Your first take-home lecture assignment, worth up to 2% of your final grade, is due in class on Wednesday, February 11th. This assignment was distributed in lecture on Wednesday, Feb. 4th. Penalties will be assessed for assignments handed in late (i.e., after class); assignments more than 24 hours late will not be graded. Answers will be posted on the web immediately after lecture the day the assignment is due. Graded assignments will be returned to you in lab.
Text and Other Resources:
Plant Systematics, A Phylogenetic Approach, Third Edition, Inflorescences, Fruits, and Seeds by Walter S. Judd et al.
- Chapter 4, pages 72 – 79. Also examine "A Key to Fruit Types," pp. 78-79.
Digital Flowers. Once in the program, access Morphology: Fruits and Morphology: Inflorescences.

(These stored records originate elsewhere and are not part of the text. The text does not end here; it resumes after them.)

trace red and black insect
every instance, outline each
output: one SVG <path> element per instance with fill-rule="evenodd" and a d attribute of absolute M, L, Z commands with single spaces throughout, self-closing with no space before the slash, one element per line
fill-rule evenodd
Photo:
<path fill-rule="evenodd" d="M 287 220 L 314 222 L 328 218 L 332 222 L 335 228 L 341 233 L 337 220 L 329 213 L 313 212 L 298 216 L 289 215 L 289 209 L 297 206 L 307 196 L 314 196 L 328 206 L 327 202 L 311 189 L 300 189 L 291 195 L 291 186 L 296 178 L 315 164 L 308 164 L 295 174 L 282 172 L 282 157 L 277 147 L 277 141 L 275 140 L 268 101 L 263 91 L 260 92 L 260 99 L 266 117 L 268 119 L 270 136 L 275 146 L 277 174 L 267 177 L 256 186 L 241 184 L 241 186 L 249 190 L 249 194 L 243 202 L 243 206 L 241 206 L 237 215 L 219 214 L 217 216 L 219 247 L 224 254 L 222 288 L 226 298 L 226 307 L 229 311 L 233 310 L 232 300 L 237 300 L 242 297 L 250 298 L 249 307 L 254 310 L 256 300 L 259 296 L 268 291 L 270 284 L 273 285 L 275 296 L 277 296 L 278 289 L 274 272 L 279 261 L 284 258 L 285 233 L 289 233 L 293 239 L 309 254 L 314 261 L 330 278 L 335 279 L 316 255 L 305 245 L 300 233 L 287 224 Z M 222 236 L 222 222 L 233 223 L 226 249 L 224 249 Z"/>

Botany at the Grocery Store, a web project prepared by Britt Wilms, a previous IB 335 student.
Other Web Resources:
Please note: The links provided in this syllabus lead to supplementary information offered by other on-line systematic courses at other universities or sources. Please use with caution, as some of the information presented may be different from what we cover in this class.
General objectives:
After studying this material you should be able to:
- Know the difference between fruits and vegetables and how to define a fruit botanically.
- Explain what part of a flower matures into what part of the fruit.
- Describe, illustrate, compare, and contrast the various types of fruit, including the special fruit types.
- Know the parts, positions, and various types of indeterminate and determinate inflorescences.
What is a fruit? What is a vegetable?
The term fruit originally meant any plant used as food. In the 18th century, as the science of botany arose, the word was given a more precise, technical meaning.
The word "fruit" has different meanings to different people. To the layperson, it carries the connotation of a sweet, soft plant product. Thus, it is usually regarded as a dessert food. Vegetables are usually a savory or maincourse food. They can actually represent leaves, tubers, roots, and even entire inflorescences! Botanically defined, not all fruits are soft and sweet and many are not good to eat at all!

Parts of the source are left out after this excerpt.